Anagrams
mensanator at aol.com
mensanator at aol.com
Tue Oct 23 18:10:16 EDT 2007
On Oct 23, 4:12 pm, "mensana... at aol.com" <mensana... at aol.com> wrote:
> On Oct 23, 3:21 am, cokofree... at gmail.com wrote:
>
>
>
>
>
> > This was from a random website I found on practising good programming
> > techniques and I thought I'd see what ways people could find to write
> > out this example. Below are my two examples (which should work...).
>
> > I am merely interested in other techniques people have (without
> > resorting to overusage of C modules and such like), just python and
> > good computer science techniques.
>
> > For the wordlist go to this link <a href="http://codekata.pragprog.com/
> > 2007/01/kata_six_anagra.html">Kata Anagrams</a>
> > Anyway here are my two examples.
>
> > This one uses a dictionary to store prime values of each letter in the
> > alphabet and for each line multiple the results of the characters
> > (which is unique for each anagram) and add them to a dictionary for
> > printing latter.
> > <pre>
> > def anagram_finder():
> > primeAlpha = {'a':2, 'b':3, 'c':5, 'd':7,'e' : 11, 'f':13, 'g':17,
> > 'h':19, \
> > 'i':23, 'j':29, 'k':31, 'l':37, 'm':41, 'n':43, 'o':
> > 47, 'p':53, \
> > 'q':59, 'r':61, 's':67, 't':71, 'u':73, 'v':79, 'w':
> > 83, 'x':89, \
> > 'y':97, 'z':101}
> > dictAna = {}
> > file = open ("wordlist.txt", "r")
> > for line in file:
> > value = 1
> > for s in line:
> > if s.lower() in primeAlpha:
> > value *= primeAlpha[s.lower()]
> > dictAna.setdefault(value, []).append(line.strip())
> > file.close()
> > print "\n".join(['Anagrams are: %s' % (v) for k, v in
> > dictAna.items() if len(dictAna[k]) > 1])
> > </pre>
>
> > My second is a little bit simpler. Each dictionary key is an
> > alphabetical ordering of the line in question, so that anagrams will
> > appear the same. It will add to the dictionary the new word either in
> > an existing key, or create a new one for it.
>
> > <pre>
> > def anagram_finder():
> > dict = {}
> > file = ('wordlist.txt', 'r')
> > for line in file:
> > strip_line = line.strip().lower()
> > sort_line = str(sorted(strip_line))
> > dict.setdefault(sort_line, []).append(strip_line)
> > file.close()
> > print '\n'.join(['Anagrams are: %s' % (v) for k, v in dict.items()
> > if len(dict[k]) > 1])
> > </pre>
>
> > Comparing them with timeit, they both took around 1 second or so, with
> > the first being slightly faster.
>
> > What other ways do people think will work (and do mine actually work
> > for other people!)
>
> ## I took a somewhat different approach. Instead of in a file,
> ## I've got my word list (562456 words) in an MS-Access database.

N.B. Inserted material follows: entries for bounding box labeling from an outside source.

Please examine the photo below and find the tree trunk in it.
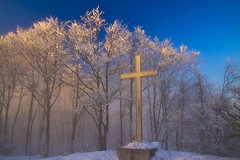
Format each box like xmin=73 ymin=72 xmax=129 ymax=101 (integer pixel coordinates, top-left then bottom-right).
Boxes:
xmin=11 ymin=85 xmax=23 ymax=145
xmin=25 ymin=93 xmax=34 ymax=155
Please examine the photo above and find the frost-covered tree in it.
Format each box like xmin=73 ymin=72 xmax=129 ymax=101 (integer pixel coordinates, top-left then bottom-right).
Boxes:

> ## And instead of calculating the signature on the fly, I did it
> ## once and added the signature as a second field:
> ##
> ## TABLE CONS_alpha_only_signature_unique
> ## --------------------------------------
> ## CONS text 75
> ## signature text 26
> ##
> ## The signature is a 26 character string where each character is
> ## the count of occurences of the matching letter. Luckily, in
> ## only a single case was there more than 9 occurences of any
> ## given letter, which turned not to be a word but a series of
> ## words concatenated so I just deleted it from the database
> ## (lots of crap in the original word list I used).
> ##
> ## Example:
> ##
> ## CONS signature
> ## aah 20000001000000000000000000 # 'a' occurs twice & 'h' once
> ## aahed 20011001000000000000000000
> ## aahing 20000011100001000000000000
> ## aahs 20000001000000000010000000
> ## aaii 20000000200000000000000000
> ## aaker 20001000001000000100000000
> ## aal 20000000000100000000000000
> ## aalborg 21000010000100100100000000
> ## aalesund
> 20011000000101000010100000
> ##
> ## Any words with identical signatures must be anagrams.
> ##
> ## Once this was been set up, I wrote a whole bunch of queries
> ## to use this table. I use the normal Access drag and drop
> ## design, but the SQL can be extracted from each, so I can
> ## simply open the query from Python or I can grab the SQL
> ## and build it inside the program. The query
> ##
> ## signatures_anagrams_select_signature
> ##
> ## is hard coded for criteria 9 & 10 and should be cast inside
> ## Python so the criteria can be changed dynamically.
> ##
> ##
> ## QUERY signatures_anagrams_longest
> ## ---------------------------------
> ## SELECT Len([CONS]) AS Expr1,
> ## Count(Cons_alpha_only_signature_unique.CONS) AS
> CountOfCONS,
> ## Cons_alpha_only_signature_unique.signature
> ## FROM Cons_alpha_only_signature_unique
> ## GROUP BY Len([CONS]),
> ## Cons_alpha_only_signature_unique.signature
> ## HAVING (((Count(Cons_alpha_only_signature_unique.CONS))>1))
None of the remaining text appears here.